South Carolina Gov. Nikki Haley didn’t mince words when she spoke about unions at an automotive conference in Greenville this week. The state loves its manufacturing jobs from BMW, Michelin and Boeing and welcomes more, she explained, but not if they’re bringing a unionized workforce with them.
“It’s not something we want to see happen,” she told The Greenville News.“ We discourage any companies that have unions from wanting to come to South Carolina because we don’t want to taint the water.”
Haley isn’t the first South Carolina Republican to reflect the South’s traditional anti-union bias, but she’s been especially outspoken against unions inserting themselves as mediators between workers and their employers.

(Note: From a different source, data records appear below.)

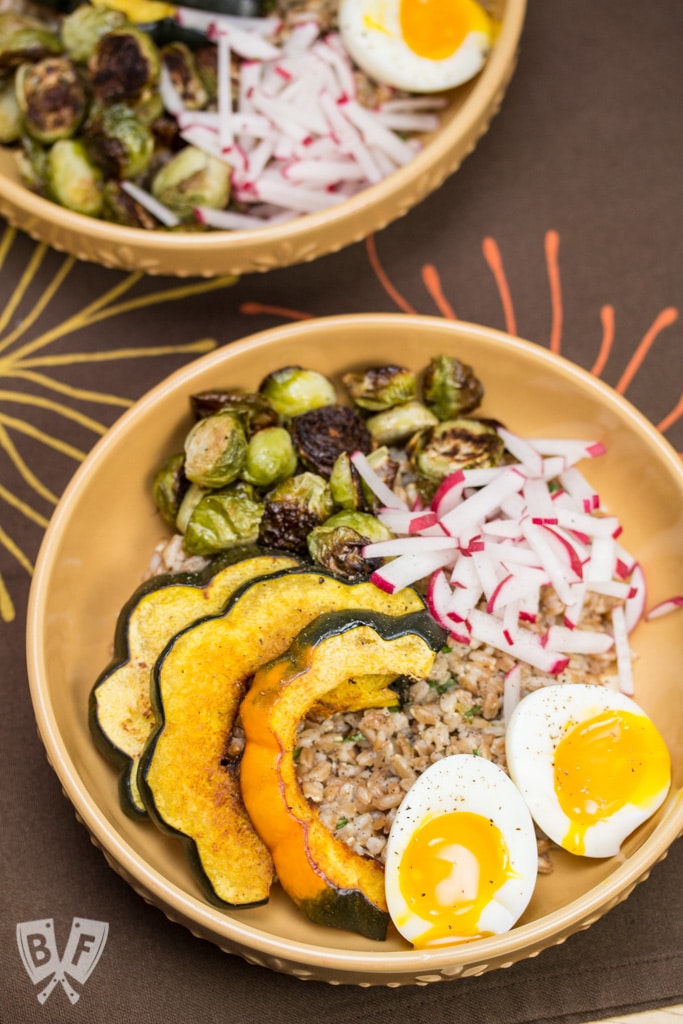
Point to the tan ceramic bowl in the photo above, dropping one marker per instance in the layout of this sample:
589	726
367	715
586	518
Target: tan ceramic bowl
104	528
466	119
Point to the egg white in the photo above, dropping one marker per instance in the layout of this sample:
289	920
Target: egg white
535	729
465	782
372	34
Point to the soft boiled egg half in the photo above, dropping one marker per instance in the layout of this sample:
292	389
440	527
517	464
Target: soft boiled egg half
417	45
590	764
461	857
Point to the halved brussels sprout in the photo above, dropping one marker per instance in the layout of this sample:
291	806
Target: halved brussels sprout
169	486
322	434
293	390
454	444
72	179
381	387
119	142
397	424
451	388
52	98
270	458
338	543
293	509
223	519
215	451
25	39
82	29
193	178
254	409
347	487
180	64
124	67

GOP animosity toward unions grew red-hot in South Carolina during Haley’s first year as governor after the National Labor Relations Board went to court to block the Boeing Co. from making its Dreamliner jet at a new factory in North Charleston.
The NLRB argued that Boeing had built the plant in right-to-work South Carolina in retaliation for past union strikes at the company’s Puget Sound operations but ultimately dropped the complaint.

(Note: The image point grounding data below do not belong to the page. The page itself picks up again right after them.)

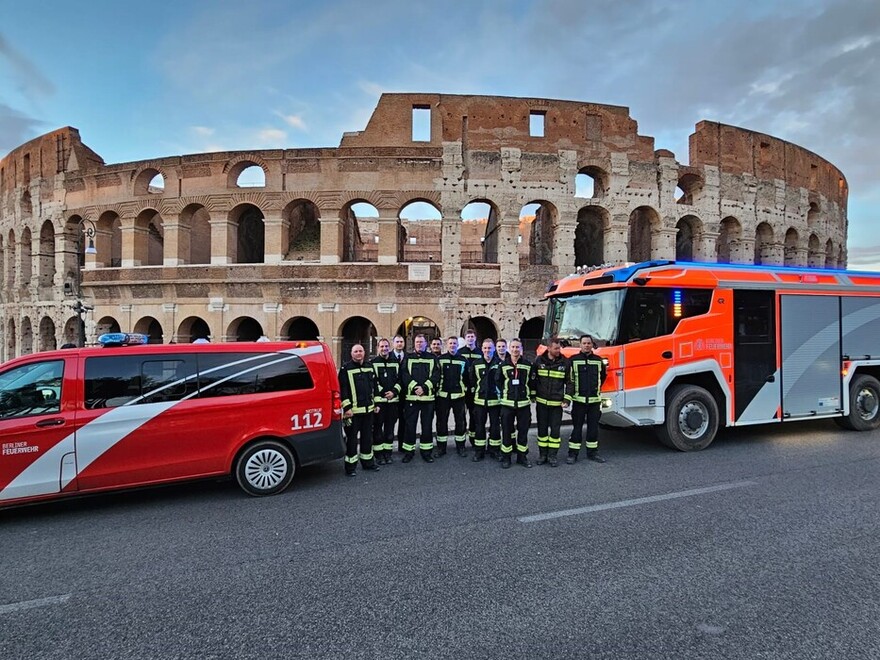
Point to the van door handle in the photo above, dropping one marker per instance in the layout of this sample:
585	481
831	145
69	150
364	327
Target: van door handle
55	421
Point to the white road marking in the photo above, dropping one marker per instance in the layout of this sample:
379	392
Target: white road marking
30	604
635	502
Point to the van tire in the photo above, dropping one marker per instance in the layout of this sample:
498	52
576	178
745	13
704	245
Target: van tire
265	467
864	404
691	418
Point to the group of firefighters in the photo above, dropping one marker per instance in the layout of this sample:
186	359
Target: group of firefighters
395	392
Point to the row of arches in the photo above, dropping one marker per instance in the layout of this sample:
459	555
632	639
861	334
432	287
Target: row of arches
480	235
21	338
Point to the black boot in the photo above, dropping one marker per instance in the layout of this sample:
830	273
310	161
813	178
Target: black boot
542	455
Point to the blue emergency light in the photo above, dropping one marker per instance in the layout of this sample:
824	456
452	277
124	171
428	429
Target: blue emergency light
112	339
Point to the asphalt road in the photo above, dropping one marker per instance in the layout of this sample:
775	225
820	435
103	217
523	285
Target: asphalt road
763	546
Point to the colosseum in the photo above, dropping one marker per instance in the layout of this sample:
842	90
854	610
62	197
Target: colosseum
446	212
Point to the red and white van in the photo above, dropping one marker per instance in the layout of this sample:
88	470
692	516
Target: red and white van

Haley has continued to remind voters of what the agency tried to do, and did it again Wednesday at the Hyatt Regency Greenville while appearing at the South Carolina Automotive Summit, an annual conference for the state’s auto industry.
She also warned auto industry executives at the conference to keep their guards up. “They’re coming into South Carolina. They’re trying,” Haley said. “We’re hearing it. The good news is it’s not working.”
“You’ve heard me say many times I wear heels. It’s not for a fashion statement,” she continued. “It’s because we’re kicking them every day, and we’ll continue to kick them.”